Barrett returned to the Wolverines for the 2023 season, his final season of eligibility. Barrett opened the season as one of Michigan's six team captains. Barrett won a national championship with Michigan in 2023, and earned a third-team All-Big Ten selection, making him a two-time All-Big Ten selection. Barrett started all 15 games, finishing his final season with 65 tackles, 3 sacks, and 3 forced fumbles.

Barrett finished his University of Michigan career as the all-time winningest player in team history, ending with a career record of 61–14 in his six seasons, 2018 to 2023.

==Professional career==

Pre-draft measurables
| Height | Weight | Arm length | Hand span | Wingspan | 40-yard dash | 10-yard split | 20-yard split | 20-yard shuttle | Vertical jump |
| 5 ft 11+3⁄8 in (1.81 m) | 233 lb (106 kg) | 32+1⁄8 in (0.82 m) | 8+1⁄2 in (0.22 m) | 6 ft 6 in (1.98 m) | 4.70 s | 1.64 s | 2.70 s | 4.55 s | 31.0 in (0.79 m) |
All values from NFL Combine/Pro Day

===Carolina Panthers===
Barrett was selected in the seventh round, 240th overall, by the Carolina Panthers in the 2024 NFL draft.

===Seattle Seahawks===
On August 22, 2024, the Panthers traded Barrett to the Seattle Seahawks in exchange for cornerback Mike Jackson. He was waived on August 27, and re-signed to the practice squad. He was released on September 10.

===Cleveland Browns===
On September 12, 2024, Barrett was signed to the Cleveland Browns practice squad. He was released on October 8.

===Green Bay Packers===
On November 30, 2024, the Green Bay Packers signed Barrett to the practice squad. He was elevated for the team's Week 18 matchup against the Chicago Bears on January 5, 2025.

===Las Vegas Raiders===
On May 21, 2025, Barrett signed with the Las Vegas Raiders. He was waived on August 25.
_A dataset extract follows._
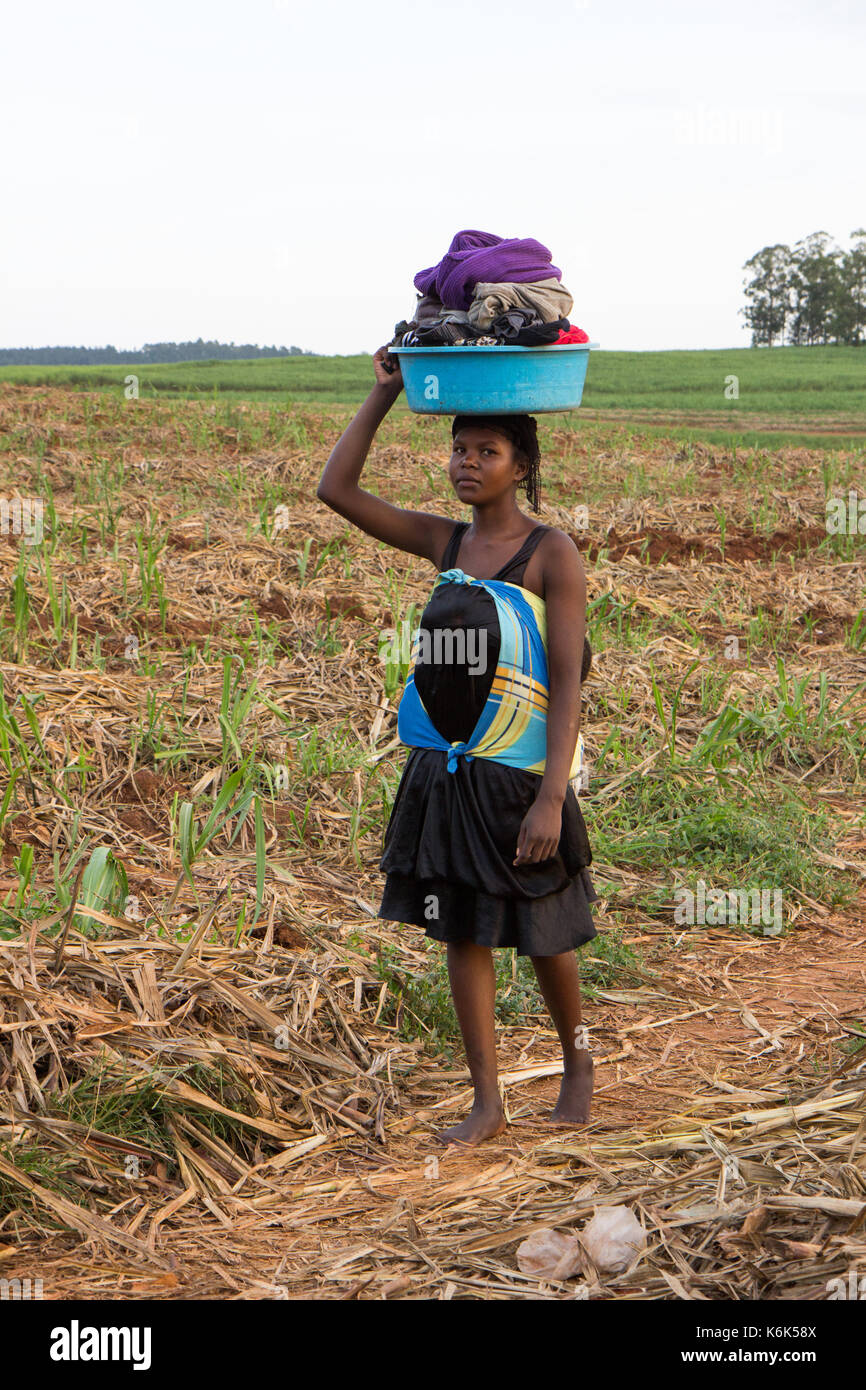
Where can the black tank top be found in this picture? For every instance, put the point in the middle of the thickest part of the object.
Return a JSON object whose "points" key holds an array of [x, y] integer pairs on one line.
{"points": [[512, 571]]}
=== Birmingham Stallions ===
On October 3, 2025, Barrett signed with the Birmingham Stallions of the United Football League (UFL).

===St. Louis Battlehawks===
On January 27, 2026, Barrett signed with the St. Louis Battlehawks.

=== Baltimore Ravens ===
On August 26, 2026, Barrett signed with the Baltimore Ravens. On August 30, Barrett was waived.